I frequently offer prayers of gratitude for my vocation.  It took several years to realize that it is even more important to offer prayers of gratitude for the vocations of others who have helped nurture, live, and get over the rough stops in my vocation.  George Murray was, of course, very important in all of those dimensions including the rough spots early on.  Below are photos of another Jesuit whose vocation helped drive aspects of mine and to whom I am forever grateful.  

I met Fr. Ignatius Hung Wan-liu, SJ when we overlapped in theology school.  We became friends and remained so.  Before going to Georgetown in 2002 I was allowed to spend three months in Taipei, where he had returned a few months earlier.  Had my mom not still been living I would have seriously considered asking to return to Taipei to explore the possibility of working there.  Several years later he spent part of a sabbatical at Campion Center when I was there.  

When I went to Australia for tertianship I was allowed to stop in Taipei on the way down and the way back.  The provincial had asked if I wanted to stop in Hawaii on the way home.  As I've no desire to ever go there I asked about Vietnam and Taiwan instead.  The photos below are from September 2011 during the return leg of the trip.  

Benediction at Sacred Heart Chapel in Tien Center, Taipei, Taiwan.  


Ignatius is six foot three.  I always wanted to be six feet but never quite made it.  

Took this from the vestibule to the chapel through the frosted glass doors.  

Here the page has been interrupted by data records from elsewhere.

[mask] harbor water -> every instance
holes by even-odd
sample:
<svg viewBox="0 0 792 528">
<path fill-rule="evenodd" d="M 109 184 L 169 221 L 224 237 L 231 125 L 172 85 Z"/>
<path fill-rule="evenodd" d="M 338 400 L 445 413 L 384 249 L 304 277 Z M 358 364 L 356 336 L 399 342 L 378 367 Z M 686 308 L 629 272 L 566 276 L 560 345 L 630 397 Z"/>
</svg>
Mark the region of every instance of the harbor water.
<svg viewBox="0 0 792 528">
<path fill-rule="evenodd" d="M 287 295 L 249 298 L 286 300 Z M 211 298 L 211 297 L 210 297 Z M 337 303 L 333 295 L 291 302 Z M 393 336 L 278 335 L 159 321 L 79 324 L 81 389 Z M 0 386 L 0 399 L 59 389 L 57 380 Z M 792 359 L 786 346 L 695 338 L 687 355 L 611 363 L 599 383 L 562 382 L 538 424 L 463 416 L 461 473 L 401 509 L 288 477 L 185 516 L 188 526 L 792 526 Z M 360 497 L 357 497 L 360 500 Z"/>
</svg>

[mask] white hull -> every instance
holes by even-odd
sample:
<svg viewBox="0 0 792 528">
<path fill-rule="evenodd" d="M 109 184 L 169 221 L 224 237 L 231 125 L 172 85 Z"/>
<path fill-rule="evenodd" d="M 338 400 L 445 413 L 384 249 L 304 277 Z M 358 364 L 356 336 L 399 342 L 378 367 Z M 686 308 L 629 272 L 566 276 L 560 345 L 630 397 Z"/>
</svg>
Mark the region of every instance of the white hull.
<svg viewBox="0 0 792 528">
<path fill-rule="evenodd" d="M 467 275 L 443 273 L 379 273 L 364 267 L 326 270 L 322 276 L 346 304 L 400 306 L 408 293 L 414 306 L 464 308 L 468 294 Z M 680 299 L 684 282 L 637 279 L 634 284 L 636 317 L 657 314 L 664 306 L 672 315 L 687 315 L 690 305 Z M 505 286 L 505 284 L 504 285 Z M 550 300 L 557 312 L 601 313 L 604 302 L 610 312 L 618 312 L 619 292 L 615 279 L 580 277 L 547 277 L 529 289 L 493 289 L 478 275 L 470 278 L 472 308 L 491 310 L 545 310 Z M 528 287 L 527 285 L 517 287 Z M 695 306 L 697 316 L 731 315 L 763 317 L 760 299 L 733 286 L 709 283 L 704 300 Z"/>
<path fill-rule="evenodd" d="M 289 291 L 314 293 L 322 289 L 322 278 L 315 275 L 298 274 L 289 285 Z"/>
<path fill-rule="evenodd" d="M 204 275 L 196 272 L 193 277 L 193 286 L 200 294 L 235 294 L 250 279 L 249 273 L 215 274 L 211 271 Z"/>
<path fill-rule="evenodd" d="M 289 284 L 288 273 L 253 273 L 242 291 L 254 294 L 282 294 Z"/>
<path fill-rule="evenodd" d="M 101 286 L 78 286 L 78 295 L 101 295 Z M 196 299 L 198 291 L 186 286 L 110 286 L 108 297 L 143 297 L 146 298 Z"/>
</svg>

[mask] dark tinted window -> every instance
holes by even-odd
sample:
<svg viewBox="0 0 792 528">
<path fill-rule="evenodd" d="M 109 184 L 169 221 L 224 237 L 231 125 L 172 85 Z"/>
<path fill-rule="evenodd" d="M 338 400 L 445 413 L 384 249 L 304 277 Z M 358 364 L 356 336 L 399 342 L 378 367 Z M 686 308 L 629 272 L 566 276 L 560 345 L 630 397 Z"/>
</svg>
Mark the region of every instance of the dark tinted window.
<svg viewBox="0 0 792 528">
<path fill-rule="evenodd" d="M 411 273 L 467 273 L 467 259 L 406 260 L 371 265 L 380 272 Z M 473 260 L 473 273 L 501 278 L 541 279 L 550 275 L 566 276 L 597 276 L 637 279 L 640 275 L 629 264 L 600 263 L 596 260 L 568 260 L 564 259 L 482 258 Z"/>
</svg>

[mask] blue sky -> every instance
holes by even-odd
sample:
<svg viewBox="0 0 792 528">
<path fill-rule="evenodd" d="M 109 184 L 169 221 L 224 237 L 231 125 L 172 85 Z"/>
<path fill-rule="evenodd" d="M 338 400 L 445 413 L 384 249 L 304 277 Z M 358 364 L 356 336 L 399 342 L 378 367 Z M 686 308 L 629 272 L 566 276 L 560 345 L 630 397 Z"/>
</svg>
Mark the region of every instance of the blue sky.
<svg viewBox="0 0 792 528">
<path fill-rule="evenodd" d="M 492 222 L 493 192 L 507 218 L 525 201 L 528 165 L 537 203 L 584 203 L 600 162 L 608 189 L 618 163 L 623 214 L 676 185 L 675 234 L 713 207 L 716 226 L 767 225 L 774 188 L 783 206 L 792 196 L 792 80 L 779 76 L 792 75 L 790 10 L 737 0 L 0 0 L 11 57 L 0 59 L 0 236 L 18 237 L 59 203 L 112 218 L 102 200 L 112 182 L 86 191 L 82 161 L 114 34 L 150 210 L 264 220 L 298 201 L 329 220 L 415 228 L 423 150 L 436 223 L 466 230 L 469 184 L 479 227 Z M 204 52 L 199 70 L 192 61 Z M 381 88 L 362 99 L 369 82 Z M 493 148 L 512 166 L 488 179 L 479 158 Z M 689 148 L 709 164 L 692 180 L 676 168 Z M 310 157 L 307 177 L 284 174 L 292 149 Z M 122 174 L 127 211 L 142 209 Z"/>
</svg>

I love visiting Taipei.  It is very congested and densely populated.  Because of the mountains, over half the land is uninhabitable.  With a population of 23 million on an island the size of Maryland, people are squeezed in.   The roads are a series of rabbit warrens with avenues branching off into streets, alleys, and lanes.  With no sense of direction or Chinese language ability, it was a real challenge not so much going out as getting back.  


Just down the street from the community.  

Taken at Guting Riverside Park.  The lighted bridge is a viaduct rather than a people/traffic bridge.  Took this at 11 PM, having walked alone to Guting, a frequent destination as it was nearby, loaded with equipment including a tripod.  There are only two cities in the world in which I would wander alone along a riverfront at night:  Taipei and Ljubljana.  D.C.?  Not on your life.  

Basketball is perhaps the most international of American-born sports.